Angélique crut qu'elle rêvait et que cette dernière vision s'ajoutait au chapelet de folies dans lequel elle se débattait. Elle jeta sur maître Gabriel un regard incrédule. Puis ses yeux s'abaissèrent et se fixèrent sur les souliers du marchand.
– C'était vous ! souffla-t-elle.
– Oui, c'était moi. Je passais l'autre soir dans la cour de la prison où je venais voir le juge, lorsqu'une voix m'a arrêté. Une voix de femme me suppliait de sauver son enfant. J'ai pris mon cheval et, encore qu'il ne me plût guère de me retrouver sur les lieux de notre agression, je m'y suis rendu. J'ai eu la chance d'y parvenir avant la nuit. J'ai trouvé l'enfant au pied de l'arbre. Elle avait dû s'endormir après avoir beaucoup pleuré et crié. Mais elle n'avait pas eu trop froid. Je l'ai enveloppée dans mon manteau et je l'ai ramenée ici. Une servante s'est occupée, sur ma demande, de la restaurer.

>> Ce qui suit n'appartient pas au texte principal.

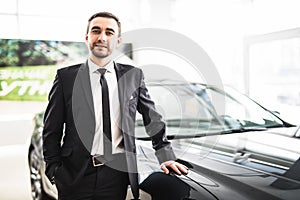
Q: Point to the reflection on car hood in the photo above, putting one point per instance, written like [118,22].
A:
[216,177]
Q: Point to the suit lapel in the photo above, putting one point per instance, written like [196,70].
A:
[84,81]
[83,107]
[120,71]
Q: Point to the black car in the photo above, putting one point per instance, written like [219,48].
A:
[234,148]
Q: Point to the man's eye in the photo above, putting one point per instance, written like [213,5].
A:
[109,33]
[95,31]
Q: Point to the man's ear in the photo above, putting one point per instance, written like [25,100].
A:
[119,40]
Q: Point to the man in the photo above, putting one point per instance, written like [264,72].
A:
[88,137]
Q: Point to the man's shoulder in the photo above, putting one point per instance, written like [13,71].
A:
[70,68]
[127,67]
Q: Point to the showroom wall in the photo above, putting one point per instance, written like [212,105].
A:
[233,33]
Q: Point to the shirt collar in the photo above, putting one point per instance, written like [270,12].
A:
[93,67]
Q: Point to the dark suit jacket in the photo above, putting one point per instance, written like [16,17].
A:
[69,122]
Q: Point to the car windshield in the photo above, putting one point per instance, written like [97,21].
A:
[193,109]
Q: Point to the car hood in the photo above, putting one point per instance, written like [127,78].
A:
[213,176]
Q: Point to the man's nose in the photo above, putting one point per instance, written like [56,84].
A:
[102,37]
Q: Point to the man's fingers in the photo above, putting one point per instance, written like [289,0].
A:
[165,169]
[175,166]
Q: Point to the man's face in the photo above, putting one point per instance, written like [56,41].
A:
[102,37]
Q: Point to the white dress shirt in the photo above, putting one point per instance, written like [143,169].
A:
[114,105]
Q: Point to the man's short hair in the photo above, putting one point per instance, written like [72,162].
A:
[105,15]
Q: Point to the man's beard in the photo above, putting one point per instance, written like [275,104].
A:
[99,54]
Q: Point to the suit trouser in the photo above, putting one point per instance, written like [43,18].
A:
[98,183]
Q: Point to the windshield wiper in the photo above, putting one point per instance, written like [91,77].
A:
[206,134]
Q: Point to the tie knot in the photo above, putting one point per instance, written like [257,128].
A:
[101,71]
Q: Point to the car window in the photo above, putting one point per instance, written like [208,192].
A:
[199,109]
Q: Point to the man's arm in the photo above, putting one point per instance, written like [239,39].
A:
[53,128]
[156,129]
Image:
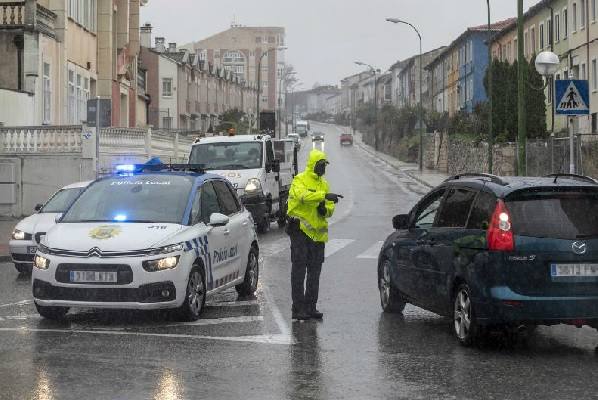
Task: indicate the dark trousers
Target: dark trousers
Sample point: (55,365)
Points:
(307,257)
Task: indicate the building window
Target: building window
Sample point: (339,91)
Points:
(542,36)
(47,94)
(72,102)
(167,87)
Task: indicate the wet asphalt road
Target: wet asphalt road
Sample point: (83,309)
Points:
(250,349)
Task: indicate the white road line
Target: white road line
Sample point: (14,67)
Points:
(372,252)
(219,321)
(264,339)
(335,245)
(18,303)
(233,303)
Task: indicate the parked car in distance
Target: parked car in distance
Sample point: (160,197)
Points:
(492,252)
(346,139)
(29,231)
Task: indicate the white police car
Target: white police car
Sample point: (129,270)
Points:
(28,232)
(155,237)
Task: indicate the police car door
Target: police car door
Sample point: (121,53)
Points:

Il semblait à Angélique qu'elle n'avait jamais connu plus exaltante impression de délivrance. Toute la vie désormais paraissait simple, maintenant que ce poids affreux lui était ôté du cœur. Tous les miracles étaient donc possibles puisque ce miracle avait eu lieu. Les hommes étaient bons, le monde était beau...
– Soyez béni, dit-elle d'une voix brisée. Maître Gabriel, je n'oublierai jamais ce que vous avez fait pour moi et pour ma fille. Vous pouvez compter sur mon dévouement. Je suis votre servante.